Diablo, one of the coolest Devil masks ever offered.
When I started collecting masks there were three big companies (Don Post, Distortions and Be Something Studios) and I bought masks from all three. There were two things that immediately stood out to me when comparing the actual masks I was receiving.
First off was the quality. Though all three companies seemed to use about the same thickness in latex, you rarely got what you ordered from both Don Post and Distortions. Most of the time with these two companies the mask you received looked greatly different from the ones pictured in their catalogs. This was because they would show beautifully made production copies for the catalog images and then what you got was made quickly on an assembly line. I remember times getting a mask in the mail and actually wondering if it was the same piece! This never happened with Be Something Studios. The copies I received always looked at least as good as what was shown in their catalogs.
Ghostly Visitor, another great example of a deep mouth with full teeth.
The next big difference was the use of undercuts and three dimensional teeth. On most masks, even ones with open mouths, there is not much depth and the teeth are flat with no backs. They do this because it is easier to get the mask out of the mold after it dries. Zagone went the opposite route. The mouths on many of their masks are very deep and feature teeth that are fully formed. Some companies would do this by inserting a separate latex piece featuring the teeth and gluing it in (or gluing in individual resin teeth later). Not these guys; they do it all in one piece and many collectors over the years have been scratching their heads as to how they actually pull it off!

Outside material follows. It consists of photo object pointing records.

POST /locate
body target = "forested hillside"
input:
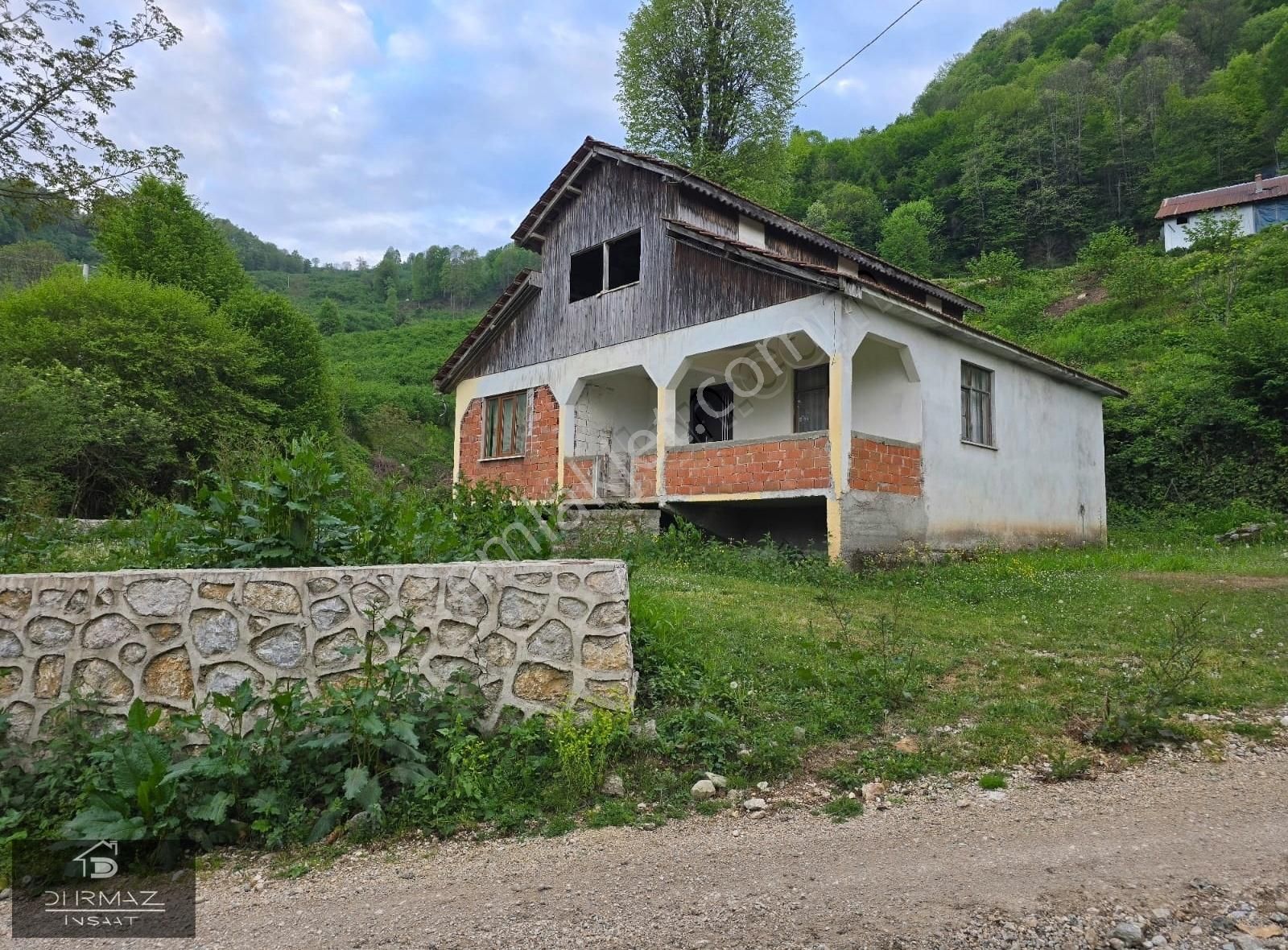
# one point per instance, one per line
(1055, 126)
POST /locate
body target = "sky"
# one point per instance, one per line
(341, 128)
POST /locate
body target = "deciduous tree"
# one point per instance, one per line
(710, 83)
(55, 97)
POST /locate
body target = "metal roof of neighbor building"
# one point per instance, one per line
(1230, 196)
(592, 148)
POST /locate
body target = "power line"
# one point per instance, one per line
(892, 25)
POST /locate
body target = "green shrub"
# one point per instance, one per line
(992, 780)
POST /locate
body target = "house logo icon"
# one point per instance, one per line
(98, 861)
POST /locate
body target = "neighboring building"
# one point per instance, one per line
(688, 349)
(1256, 205)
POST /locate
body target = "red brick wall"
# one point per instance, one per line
(773, 465)
(644, 475)
(879, 466)
(536, 474)
(580, 477)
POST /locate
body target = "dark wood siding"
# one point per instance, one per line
(679, 286)
(705, 287)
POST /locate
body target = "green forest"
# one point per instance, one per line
(1027, 176)
(1056, 126)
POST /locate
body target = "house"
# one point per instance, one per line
(1256, 205)
(688, 349)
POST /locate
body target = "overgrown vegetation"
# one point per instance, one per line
(1208, 367)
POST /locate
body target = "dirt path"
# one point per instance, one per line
(1125, 844)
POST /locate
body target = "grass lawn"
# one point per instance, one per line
(1009, 649)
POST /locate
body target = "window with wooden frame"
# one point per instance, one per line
(506, 425)
(712, 414)
(809, 401)
(978, 406)
(605, 266)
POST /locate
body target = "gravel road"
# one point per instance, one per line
(1188, 853)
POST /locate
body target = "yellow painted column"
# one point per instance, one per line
(562, 443)
(464, 397)
(665, 423)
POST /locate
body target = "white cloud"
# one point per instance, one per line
(341, 128)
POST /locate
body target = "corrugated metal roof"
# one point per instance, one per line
(1230, 196)
(446, 372)
(1095, 382)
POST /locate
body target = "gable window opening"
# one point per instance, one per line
(605, 266)
(811, 398)
(712, 414)
(978, 406)
(506, 425)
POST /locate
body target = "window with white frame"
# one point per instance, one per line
(811, 391)
(506, 425)
(978, 404)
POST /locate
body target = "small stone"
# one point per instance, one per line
(169, 676)
(133, 655)
(521, 608)
(605, 653)
(272, 597)
(49, 631)
(613, 787)
(702, 791)
(328, 613)
(49, 676)
(214, 631)
(541, 684)
(464, 599)
(281, 646)
(10, 645)
(213, 591)
(553, 642)
(419, 593)
(369, 599)
(1129, 932)
(609, 614)
(102, 680)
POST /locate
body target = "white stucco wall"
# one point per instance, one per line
(1045, 481)
(886, 402)
(1178, 234)
(621, 404)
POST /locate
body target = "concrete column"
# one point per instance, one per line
(839, 423)
(464, 394)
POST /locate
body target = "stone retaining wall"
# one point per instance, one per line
(538, 635)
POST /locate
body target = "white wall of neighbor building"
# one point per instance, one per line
(1043, 481)
(611, 410)
(1176, 234)
(884, 401)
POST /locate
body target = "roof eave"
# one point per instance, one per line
(525, 286)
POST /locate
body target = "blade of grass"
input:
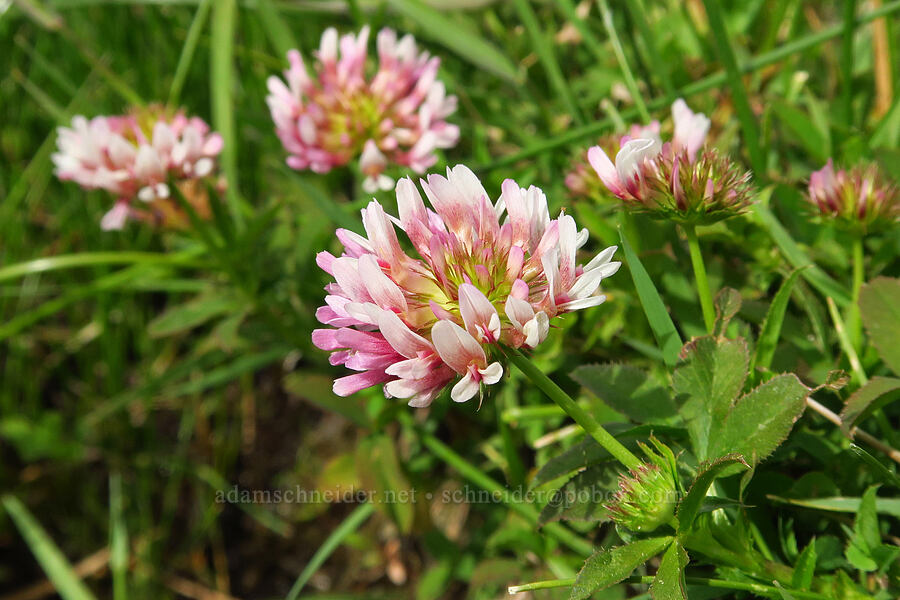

I myself wonder how often a mask is pulled out of a mold only to find that a tooth or two was left behind in the mold.
Survivor, featuring a see-thru black cloth to mask your eyes.
In 2005, Be Something Studios changed their name to Zagone Studios when Richard and Anthony Zagone took it over. Thankfully, with the name change the level of quality did not change and to this day, you can still get great quality masks at great prices. Every year they present new masks to their lineup and have started to offer some of their classics in new, deluxe re-issues. Not only does it allow you to add their new creations to your collection but if you are like me, and love nostalgia, it allows you to revisit pieces from your youth. I cannot praise Zagone Studios enough as they understand the important aspects of mask making. From reasonable prices to maintaining great quality at all times to understanding the necessity of being able to see and breathe, you will not find a better product anywhere! This is one company that you can order from and never be disappointed!